Lucas (15, 1-2): "Aproximavam-se de Jesus todos os publicanos e pecadores para o ouvir. Os fariseus e os escribas murmuravam: Este recebe pecadores e come com eles". Jesus responde explicando a alegria da redenção por três parábolas, a da ovelha perdida, a da dracma perdida (na peça, é o brinco perdido) e a do filho pródigo (na peça, é a filha expulsa de casa).

O leitor dos Evangelhos sabe que fariseus e escribas têm razão: Jesus tem simpatia por adúlteras, prostitutas e demais pecadores e pecadoras. Enquanto isso, ele tem antipatia por moralistas e hipócritas.

"Moralistas e hipócritas" é um pleonasmo. Se os moralistas não fossem hipócritas, não precisariam ser moralistas: por que me preocupar com o que faz meu vizinho, se não porque ele desperta em mim um desejo ou uma tentação que tento esconder de mi mesmo e do mundo?

Em 2003, meu filho, num intercâmbio, passou um ano letivo na PUC de Curitiba. Uma noite, ele foi convidado por alguns colegas para um programa que, foi-lhe dito, ele "adoraria": passar de carro por ruas semidesertas e jogar laranjas nas prostitutas travestis que esperavam clientes.

Meu filho ficou abismado. Pedras para machucar, ovos para sujar, bananas como gozação do pênis, daria para explicar. Mas por que laranjas? A psicanálise ajuda: laranja não é só um fruto, é também o testa de ferro, que colocamos no nosso lugar quando estamos a fim de fazer algo escuso. Os estudantes de Curitiba jogavam laranjas porque os travestis na rua eram os laranjas da tentação de eles mesmos, os estudantes, vestir peruca e sainha e vender-se pelas ruas. Laranjas nos laranjas.

O Brasil tem o recorde de 100 travestis e transexuais assassinados na rua a cada ano. Quem autoriza os apedrejadores ou "alaranjadores"? São os moralistas e os "engraçados".

Os moralistas (fariseus e escribas) querem que o "pecado" seja punido. De fato, dessa forma, eles acabam incitando um fiel ou outro a apedrejar "a puta" ou "o veado" que representam tentações "culpadas": mato "o traveco" para me liberar do traveco em mim.

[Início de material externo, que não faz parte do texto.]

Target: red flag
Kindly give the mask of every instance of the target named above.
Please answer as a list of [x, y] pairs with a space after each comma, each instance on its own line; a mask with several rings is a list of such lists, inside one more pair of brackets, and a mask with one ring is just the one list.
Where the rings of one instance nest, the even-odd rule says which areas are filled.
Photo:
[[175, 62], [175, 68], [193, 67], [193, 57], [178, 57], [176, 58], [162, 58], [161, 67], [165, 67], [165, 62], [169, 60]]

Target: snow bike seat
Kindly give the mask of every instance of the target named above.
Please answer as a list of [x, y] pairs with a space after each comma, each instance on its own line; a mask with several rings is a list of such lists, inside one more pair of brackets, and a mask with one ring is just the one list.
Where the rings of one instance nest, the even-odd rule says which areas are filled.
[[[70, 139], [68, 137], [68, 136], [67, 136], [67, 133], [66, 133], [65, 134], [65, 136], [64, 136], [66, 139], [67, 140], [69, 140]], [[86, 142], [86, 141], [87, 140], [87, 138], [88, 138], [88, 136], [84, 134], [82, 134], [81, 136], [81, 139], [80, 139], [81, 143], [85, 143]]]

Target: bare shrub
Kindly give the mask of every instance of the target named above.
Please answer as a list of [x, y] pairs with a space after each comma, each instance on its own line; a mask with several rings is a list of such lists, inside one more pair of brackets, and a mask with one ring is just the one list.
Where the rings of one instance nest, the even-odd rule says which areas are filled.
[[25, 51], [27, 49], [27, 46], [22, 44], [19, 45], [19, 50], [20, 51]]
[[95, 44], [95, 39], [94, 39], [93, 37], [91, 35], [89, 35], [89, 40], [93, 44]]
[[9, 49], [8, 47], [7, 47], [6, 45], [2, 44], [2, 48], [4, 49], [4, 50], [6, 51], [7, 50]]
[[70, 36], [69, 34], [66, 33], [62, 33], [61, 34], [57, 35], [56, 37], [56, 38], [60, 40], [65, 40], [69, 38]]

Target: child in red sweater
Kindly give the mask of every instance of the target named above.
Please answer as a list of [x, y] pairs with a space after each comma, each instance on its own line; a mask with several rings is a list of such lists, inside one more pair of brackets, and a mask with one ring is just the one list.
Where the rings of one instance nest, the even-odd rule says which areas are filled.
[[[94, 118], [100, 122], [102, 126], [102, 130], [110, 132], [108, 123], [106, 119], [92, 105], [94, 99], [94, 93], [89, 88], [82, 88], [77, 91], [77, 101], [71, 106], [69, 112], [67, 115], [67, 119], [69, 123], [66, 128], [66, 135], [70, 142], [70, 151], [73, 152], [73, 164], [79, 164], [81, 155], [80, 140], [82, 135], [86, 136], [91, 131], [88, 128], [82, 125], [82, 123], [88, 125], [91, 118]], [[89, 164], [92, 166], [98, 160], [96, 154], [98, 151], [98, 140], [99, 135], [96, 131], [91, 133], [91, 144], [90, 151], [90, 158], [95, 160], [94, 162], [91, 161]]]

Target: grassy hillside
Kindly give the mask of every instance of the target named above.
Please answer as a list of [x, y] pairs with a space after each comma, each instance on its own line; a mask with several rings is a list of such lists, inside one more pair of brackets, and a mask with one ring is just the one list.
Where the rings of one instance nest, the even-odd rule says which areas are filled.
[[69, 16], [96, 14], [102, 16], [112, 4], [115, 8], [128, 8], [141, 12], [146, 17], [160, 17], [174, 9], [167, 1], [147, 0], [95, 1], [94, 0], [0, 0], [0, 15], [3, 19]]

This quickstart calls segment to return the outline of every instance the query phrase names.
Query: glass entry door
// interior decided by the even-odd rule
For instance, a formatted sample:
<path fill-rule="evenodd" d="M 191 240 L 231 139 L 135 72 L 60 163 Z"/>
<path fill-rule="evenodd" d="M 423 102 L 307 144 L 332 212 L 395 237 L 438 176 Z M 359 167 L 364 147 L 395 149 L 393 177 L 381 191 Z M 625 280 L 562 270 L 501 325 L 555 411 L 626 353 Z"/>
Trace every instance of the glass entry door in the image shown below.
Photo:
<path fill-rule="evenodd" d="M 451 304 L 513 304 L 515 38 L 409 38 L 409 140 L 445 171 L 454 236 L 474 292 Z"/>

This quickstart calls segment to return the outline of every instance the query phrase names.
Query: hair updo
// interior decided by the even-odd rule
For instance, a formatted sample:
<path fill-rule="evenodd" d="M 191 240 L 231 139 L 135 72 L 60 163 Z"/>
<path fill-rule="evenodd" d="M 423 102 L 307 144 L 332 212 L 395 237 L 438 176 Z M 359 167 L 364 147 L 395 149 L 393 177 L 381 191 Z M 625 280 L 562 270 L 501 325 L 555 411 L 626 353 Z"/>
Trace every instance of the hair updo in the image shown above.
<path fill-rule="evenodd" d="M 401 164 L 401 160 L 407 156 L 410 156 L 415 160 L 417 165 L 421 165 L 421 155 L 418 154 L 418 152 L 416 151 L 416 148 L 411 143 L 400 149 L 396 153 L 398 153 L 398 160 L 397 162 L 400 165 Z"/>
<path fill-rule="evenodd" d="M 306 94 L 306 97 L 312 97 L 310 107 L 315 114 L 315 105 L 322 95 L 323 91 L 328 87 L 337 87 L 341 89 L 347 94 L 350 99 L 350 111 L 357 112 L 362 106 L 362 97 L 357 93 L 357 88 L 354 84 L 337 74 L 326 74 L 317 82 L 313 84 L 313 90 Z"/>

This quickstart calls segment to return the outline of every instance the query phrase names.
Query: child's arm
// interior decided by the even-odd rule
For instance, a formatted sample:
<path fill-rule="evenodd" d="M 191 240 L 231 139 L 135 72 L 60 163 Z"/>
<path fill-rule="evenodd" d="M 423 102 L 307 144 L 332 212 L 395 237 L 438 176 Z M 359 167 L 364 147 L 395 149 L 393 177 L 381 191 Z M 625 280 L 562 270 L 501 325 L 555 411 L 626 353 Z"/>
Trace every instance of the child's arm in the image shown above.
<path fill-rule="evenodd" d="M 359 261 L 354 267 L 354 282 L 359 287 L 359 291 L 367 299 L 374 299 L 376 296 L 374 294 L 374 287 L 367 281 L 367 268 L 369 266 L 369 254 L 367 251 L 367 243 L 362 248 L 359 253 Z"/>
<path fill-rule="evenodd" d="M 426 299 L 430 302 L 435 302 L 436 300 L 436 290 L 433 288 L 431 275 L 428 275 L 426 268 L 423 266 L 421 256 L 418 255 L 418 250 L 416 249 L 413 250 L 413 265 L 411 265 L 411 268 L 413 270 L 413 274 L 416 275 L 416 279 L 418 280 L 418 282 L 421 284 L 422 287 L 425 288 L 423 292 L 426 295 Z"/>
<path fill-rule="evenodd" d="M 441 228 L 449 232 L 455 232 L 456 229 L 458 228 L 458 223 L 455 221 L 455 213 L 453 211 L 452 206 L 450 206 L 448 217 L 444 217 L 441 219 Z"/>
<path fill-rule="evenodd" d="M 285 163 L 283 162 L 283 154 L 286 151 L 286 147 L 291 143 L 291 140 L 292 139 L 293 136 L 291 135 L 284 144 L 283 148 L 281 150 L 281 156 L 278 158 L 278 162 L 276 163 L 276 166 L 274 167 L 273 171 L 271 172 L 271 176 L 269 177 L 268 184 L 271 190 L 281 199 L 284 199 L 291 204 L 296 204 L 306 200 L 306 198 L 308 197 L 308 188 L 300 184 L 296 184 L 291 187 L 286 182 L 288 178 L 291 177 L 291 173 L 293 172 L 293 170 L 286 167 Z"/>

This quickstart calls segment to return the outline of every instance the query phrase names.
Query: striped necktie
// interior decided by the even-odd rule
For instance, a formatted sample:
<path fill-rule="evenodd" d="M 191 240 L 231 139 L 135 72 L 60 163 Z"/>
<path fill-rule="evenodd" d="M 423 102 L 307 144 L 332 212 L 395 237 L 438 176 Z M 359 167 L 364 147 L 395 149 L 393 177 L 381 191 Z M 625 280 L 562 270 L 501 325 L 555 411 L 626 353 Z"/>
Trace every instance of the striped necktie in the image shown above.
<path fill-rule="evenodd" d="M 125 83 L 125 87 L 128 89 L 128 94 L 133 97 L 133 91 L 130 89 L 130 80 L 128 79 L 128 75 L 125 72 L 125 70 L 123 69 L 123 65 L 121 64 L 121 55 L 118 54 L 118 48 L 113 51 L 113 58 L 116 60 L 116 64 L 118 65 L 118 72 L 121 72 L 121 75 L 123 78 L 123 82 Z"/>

E o "engraçado"? Pois é, o moralista denuncia os desejos, o "engraçado" pretende escondê-los, o que é pior. Os "engraçados" são os piadistas de padaria; eles permitem que seu público negue seus próprios desejos, que são transformados em objetos de riso e, graças ao riso, confinados nos outros. Nada a ver comigo; prova disso, estou rindo: olhe como é engraçado ver os travestis fugindo das laranjas, com saltos altos e trejeitos.

O moralista culpa, o "engraçado" desagrava. O moralista ainda pode achar discutível a ideia de jogar pedras. O "engraçado" sequer é sensível ao argumento do próprio Cristo (quem estiver sem pecado jogue a primeira pedra) porque ele não se reconhece como pecador.

Na semana passada, Rita Cadillac foi convidada a um programa "engraçado" para deixar a marca de sua bunda na "calçada da sarjeta". Para alguém achar isso engraçado, é preciso que ele esteja negando uma poderosa fantasia de ser atriz num filme pornô ou musa de um cárcere masculino. Para maior clareza: essas fantasias são ótimas, a negação "engraçada" dessas fantasias é sinistra e assassina.

Renata Carvalho, no fim da peça, lembrou que domingo retrasado, no parque do Carmo, em São Paulo, morreu Yasmin Montoy, travesti e prostituta de 20 anos. Só falaram disso alguns sites e o "R7". Os moralistas devem achar certo. E os "engraçados" devem achar engraçadíssimo.